While parenting comes naturally to most creatures, the two most successful animals on Earth aren't good at it. Humans and insects rank up there among the worst parents in the animal world.

Of course, calling humans and insects poor parents is a value judgment. After all, both groups are highly successful animals. But humans seem to have to learn to parent. Otherwise, why would we buy so many books on parenting? Since Dr. Spock pioneered such books, literally dozens of titles on the subject have appeared on booksellers' shelves around the world.

Insect parenting varies from minimal input to a sophistication that even we highly evolved humans try to emulate. Most insects leave their offspring to fend for themselves, but even these try to give their kids a good start in life.

The simplest approach to the insect version of child rearing is to do nothing. Some insects simply drop eggs as they feed. Such is the case with some walking sticks that drop their eggs from the trees. Some cockroaches deposit their egg cases, called ootheca, as they run along. Mayflies actually lay eggs as they die, wherever that may be.
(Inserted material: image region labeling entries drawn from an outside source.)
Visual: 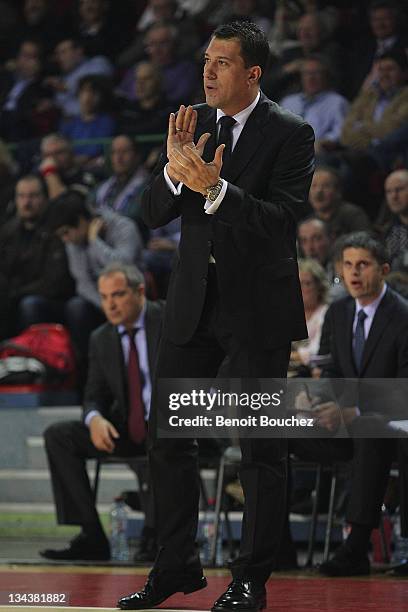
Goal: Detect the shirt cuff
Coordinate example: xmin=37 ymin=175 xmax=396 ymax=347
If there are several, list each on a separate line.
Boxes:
xmin=84 ymin=410 xmax=101 ymax=427
xmin=163 ymin=164 xmax=184 ymax=195
xmin=204 ymin=179 xmax=228 ymax=215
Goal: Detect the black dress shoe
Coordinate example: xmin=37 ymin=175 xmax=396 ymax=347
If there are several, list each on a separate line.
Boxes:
xmin=319 ymin=545 xmax=370 ymax=576
xmin=211 ymin=578 xmax=266 ymax=612
xmin=387 ymin=559 xmax=408 ymax=577
xmin=117 ymin=569 xmax=207 ymax=610
xmin=40 ymin=533 xmax=110 ymax=561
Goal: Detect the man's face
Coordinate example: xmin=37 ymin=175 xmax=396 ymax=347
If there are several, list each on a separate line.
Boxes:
xmin=298 ymin=221 xmax=330 ymax=265
xmin=111 ymin=136 xmax=139 ymax=176
xmin=55 ymin=40 xmax=83 ymax=72
xmin=79 ymin=0 xmax=105 ymax=25
xmin=297 ymin=14 xmax=320 ymax=50
xmin=149 ymin=0 xmax=177 ymax=21
xmin=16 ymin=178 xmax=47 ymax=222
xmin=370 ymin=8 xmax=395 ymax=40
xmin=309 ymin=170 xmax=340 ymax=215
xmin=56 ymin=217 xmax=89 ymax=246
xmin=16 ymin=42 xmax=41 ymax=79
xmin=203 ymin=38 xmax=257 ymax=115
xmin=302 ymin=61 xmax=326 ymax=96
xmin=342 ymin=247 xmax=389 ymax=306
xmin=377 ymin=58 xmax=404 ymax=91
xmin=98 ymin=272 xmax=145 ymax=329
xmin=41 ymin=140 xmax=74 ymax=171
xmin=385 ymin=170 xmax=408 ymax=215
xmin=135 ymin=62 xmax=160 ymax=100
xmin=23 ymin=0 xmax=47 ymax=25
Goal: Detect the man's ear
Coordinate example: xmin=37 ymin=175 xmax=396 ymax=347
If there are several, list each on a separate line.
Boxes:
xmin=248 ymin=66 xmax=262 ymax=84
xmin=382 ymin=264 xmax=391 ymax=276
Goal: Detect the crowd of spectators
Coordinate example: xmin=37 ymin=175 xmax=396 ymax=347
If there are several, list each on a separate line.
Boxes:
xmin=0 ymin=0 xmax=408 ymax=572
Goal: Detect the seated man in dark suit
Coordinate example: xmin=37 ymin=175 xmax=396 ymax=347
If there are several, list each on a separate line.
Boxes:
xmin=313 ymin=232 xmax=408 ymax=576
xmin=41 ymin=263 xmax=163 ymax=560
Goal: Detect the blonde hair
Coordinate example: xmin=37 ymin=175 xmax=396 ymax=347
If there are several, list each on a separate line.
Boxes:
xmin=298 ymin=258 xmax=329 ymax=304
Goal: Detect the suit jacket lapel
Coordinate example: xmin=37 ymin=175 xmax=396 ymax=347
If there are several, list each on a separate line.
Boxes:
xmin=361 ymin=291 xmax=393 ymax=374
xmin=341 ymin=299 xmax=358 ymax=376
xmin=196 ymin=93 xmax=271 ymax=182
xmin=145 ymin=302 xmax=160 ymax=372
xmin=106 ymin=325 xmax=128 ymax=410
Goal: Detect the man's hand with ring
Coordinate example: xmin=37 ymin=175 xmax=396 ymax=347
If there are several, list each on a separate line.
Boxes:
xmin=167 ymin=104 xmax=210 ymax=182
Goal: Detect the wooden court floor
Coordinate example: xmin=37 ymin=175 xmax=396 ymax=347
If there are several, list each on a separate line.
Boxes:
xmin=0 ymin=565 xmax=408 ymax=612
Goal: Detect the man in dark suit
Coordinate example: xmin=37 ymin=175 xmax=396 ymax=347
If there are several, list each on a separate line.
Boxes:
xmin=118 ymin=22 xmax=314 ymax=611
xmin=41 ymin=263 xmax=163 ymax=560
xmin=313 ymin=232 xmax=408 ymax=576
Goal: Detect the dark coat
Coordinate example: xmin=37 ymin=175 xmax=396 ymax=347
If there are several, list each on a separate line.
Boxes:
xmin=83 ymin=301 xmax=164 ymax=433
xmin=0 ymin=217 xmax=75 ymax=302
xmin=142 ymin=94 xmax=314 ymax=348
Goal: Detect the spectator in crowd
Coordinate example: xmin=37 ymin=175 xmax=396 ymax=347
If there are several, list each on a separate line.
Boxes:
xmin=48 ymin=191 xmax=142 ymax=367
xmin=313 ymin=232 xmax=408 ymax=576
xmin=289 ymin=259 xmax=329 ymax=376
xmin=39 ymin=133 xmax=95 ymax=200
xmin=119 ymin=22 xmax=199 ymax=107
xmin=118 ymin=0 xmax=203 ymax=68
xmin=381 ymin=169 xmax=408 ymax=272
xmin=309 ymin=166 xmax=370 ymax=241
xmin=119 ymin=61 xmax=174 ymax=136
xmin=222 ymin=0 xmax=271 ymax=34
xmin=41 ymin=264 xmax=163 ymax=561
xmin=298 ymin=217 xmax=344 ymax=303
xmin=348 ymin=0 xmax=408 ymax=97
xmin=0 ymin=40 xmax=58 ymax=141
xmin=263 ymin=12 xmax=343 ymax=100
xmin=0 ymin=175 xmax=74 ymax=338
xmin=60 ymin=74 xmax=116 ymax=164
xmin=14 ymin=0 xmax=64 ymax=55
xmin=280 ymin=55 xmax=349 ymax=153
xmin=74 ymin=0 xmax=130 ymax=62
xmin=340 ymin=51 xmax=408 ymax=153
xmin=88 ymin=134 xmax=149 ymax=242
xmin=46 ymin=38 xmax=113 ymax=117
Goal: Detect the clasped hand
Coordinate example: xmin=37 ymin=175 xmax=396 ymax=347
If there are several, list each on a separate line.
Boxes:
xmin=167 ymin=105 xmax=225 ymax=196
A common insect approach to bringing up junior is to place the eggs in a desirable location. That generally means in a place where the newly hatched insect will find food. For instance, many butterflies and moths will fly around looking for a suitable food plant for their offspring. When the female finds such a plant, she will lay an egg. When the egg hatches, the caterpillar doesn't have to move far to find food.

Sometimes the egg is just placed among food items. Ladybug mothers-to-be deposit their eggs close to aphids. Since ladybugs and their immatures feed on aphids, the baby ladybug is normally surrounded by potential meals.

Many flies feed on dead or decaying plant and animal matter, so the eggs are laid on--you guessed it--dead stuff. That explains why you see flies buzzing around road kill; many are laying eggs. The resulting maggots begin feeding on the rotten flesh.

Placing the eggs in a desirable location by insects would be equivalent to humans leaving their children in a fast-food restaurant. The food would be there; the kids would have to find it.

Some insects provide the kid's food in bulk--enough food to meet the lifetime needs of the immature. The mud dauber wasps that provision the nest with spiders or caterpillars use this approach. Enough of the prey items are placed in each cell to feed the larvae. Cicada-killer wasps provide a single cicada for each wasp larva. Leaf cutter bees and carpenter bees store enough pollen in a nursery cell to meet the needs of each baby. This would be like a human parent giving a lifetime certificate for the fast-food restaurant.

Some insects, like the paper wasps, supply food as the offspring need it. They are called "progressive provisioning insects" and could be compared to humans who provided coupons for food as needed.

Some insects actually turn over the whole process of feeding the offspring to workers specialized in child care. This is the way of life for social insects, like ants, termites, bees and wasps. In this case, the workers prepare the food and feed the kids. Sounds very much like a family that hires a nanny to care for the kids, doesn't it?